A lot has been said about George W. Bush and not all of it is true. As is the case in every Presidential administration since the process first came into existence, myths and untruths are often spread about the person in charge as a means of either bolstering their image or discrediting them.
It is becoming ever so important to have a discerning eye and ear when reading articles or listening to newscasters to prevent yourself from being misled. When it comes to the Bush administration, especially, separating fact from fiction can be a challenging task. Here are the top 5 myths about George W Bush.

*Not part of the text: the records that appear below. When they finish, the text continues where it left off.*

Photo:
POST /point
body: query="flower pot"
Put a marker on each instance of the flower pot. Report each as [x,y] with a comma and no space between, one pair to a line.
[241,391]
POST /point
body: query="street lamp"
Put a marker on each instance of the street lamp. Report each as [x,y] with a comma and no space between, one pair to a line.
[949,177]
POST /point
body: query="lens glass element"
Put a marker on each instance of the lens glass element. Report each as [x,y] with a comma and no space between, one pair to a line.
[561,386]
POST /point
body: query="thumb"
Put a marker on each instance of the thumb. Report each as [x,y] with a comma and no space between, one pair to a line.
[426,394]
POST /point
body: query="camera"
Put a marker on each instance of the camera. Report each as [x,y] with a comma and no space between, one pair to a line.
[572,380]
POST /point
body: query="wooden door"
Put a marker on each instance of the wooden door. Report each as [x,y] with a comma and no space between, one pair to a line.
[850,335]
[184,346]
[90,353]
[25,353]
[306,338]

George Bush was just a country bumpkin – During the elections, the image put forth about George Bush was one of an everyday Joe Cowboy from Texas who was just like everyone else. There was even a saying circulating about him that one could have a beer with him even though he hadn’t drank in over 22 years. However, this is not true. George Bush came from an upper class background. His father was an oil executive before becoming the 41st President of the U.S. His grandfather served as a Connecticut U.S. Senator.
George Bush waved at Stevie Wonder – A Washington Post story described an incident that took place while the former President was attending a concert. Supposedly, he waved in an excited manner at Stevie Wonder who is blind. The truth is George Bush sent a casual wave to Kelsey Grammar who was hosting the event. Another of the top 5 myths about George W. Bush has to do with a photograph that is said to show the former President reading to children from a book that is upside down. This is also false. The picture has been debunked numerous times on a variety of websites as having been manipulated using Photoshop.
No top 5 myths list about George W Bush would be complete without a jab at his intelligence. In 2001, an article began circulating claiming that an institution called the Lovenstein Institute ranked presidents according to I.Q. and Bush was found to have the lowest, at a 91, of all the presidents from the last 50 years.
This was later proven to be a hoax. Another myth that attacks the former President’s intelligence has to do with a supposed prediction made by Nostradamus that a “village idiot” would step forth to claim leadership. Not even the most liberal French translations of his writings have been able to uncover this prediction.